The Royal Bank of Scotland (RBS) is being threatened with a student boycott over its multi-billion-pound investments in climate-wrecking oil and gas projects around the world.
The threat comes in the wake of a new report attacking RBS's record on funding polluting pipelines and production plants. The bank has been accused of going on a "destructive binge with potentially devastating consequences for the planet".
In response, RBS has tried to discredit the report and suggested that there was still scientific debate about the causes of climate change. Its chief economist, Andrew McLaughlin, has agreed to meet the report's authors this month.
RBS is one of Scotland's most successful companies, a global brand recognised by millions. Two weeks ago it announced record profits of more than £9 billion.
But it has angered environmentalists because it has large investments in oil and gas projects which emit carbon dioxide, one of the main causes of global warming. RBS has been marketing itself as "the oil and gas bank".
Carbon pollution from the projects amounted to almost 37 million tonnes in 2005, the report claims, more than total expected emissions from Scotland. This is more than a hundred times higher than the pollution for which RBS accepts responsibility.
Mika Minio-Paluello, lead author of the report, accused RBS of "sticking its head in the sand". He demanded that the bank cap its oil and gas investments and cease funding the most polluting forms of oil exploitation.
"If the bank is unwilling to reduce its climate change impacts, we will be forced to call on students and young people to pledge not to bank with RBS or its subsidiary NatWest," he told the Sunday Herald.
Bronwen Thomas of the student environmental group People and Planet said climate change was a "massive issue", like apartheid in the 1980s. "Soon the oil and gas bank' might find their young customers switching to more climate-friendly alternatives," she said.
RBS, however, disputed the report's findings and methodology. "We strongly question the integrity of this report," said a spokeswoman. "We do not recognise a number of the projects mentioned."

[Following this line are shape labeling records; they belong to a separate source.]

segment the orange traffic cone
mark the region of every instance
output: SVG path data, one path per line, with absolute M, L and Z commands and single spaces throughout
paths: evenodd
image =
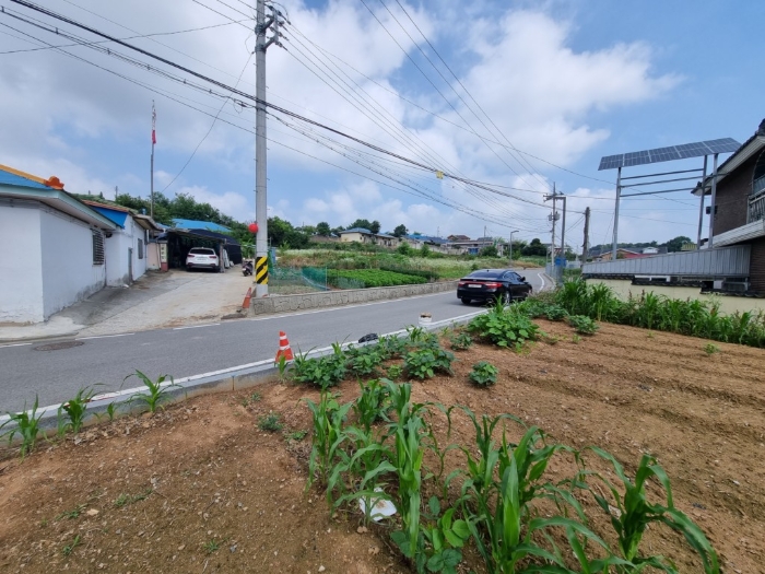
M 279 358 L 283 356 L 287 361 L 293 361 L 295 358 L 292 355 L 292 349 L 290 349 L 290 341 L 287 341 L 286 333 L 284 331 L 279 331 L 279 351 L 276 351 L 275 362 L 279 362 Z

She said RBS had no direct involvement in some of the projects highlighted in the report and argued that the bank could not be blamed for pollution caused by projects which it did fund.
The spokeswoman added: "It is absurd to ascribe the blame for emissions for all our lending decisions at the door of RBS. Using this logic we would also have to take into account every car loan and mortgage."
There was still "debate" among scientists about the causes of global warming, she said. She pointed out that RBS invested £1bn in green energy last year, more than any other bank.
"The bulk of our oil and gas funding is within the UK, where the energy sector has played an important role in the economies of both Scotland and the UK, supporting over 330,000 jobs," she added.
But the criticisms were repeated by Duncan McLaren, chief executive of Friends of the Earth Scotland. "The polluting emissions RBS are responsible for are on course to dwarf that of Scotland as a nation. It's time for RBS to stop profiting from pollution," he said.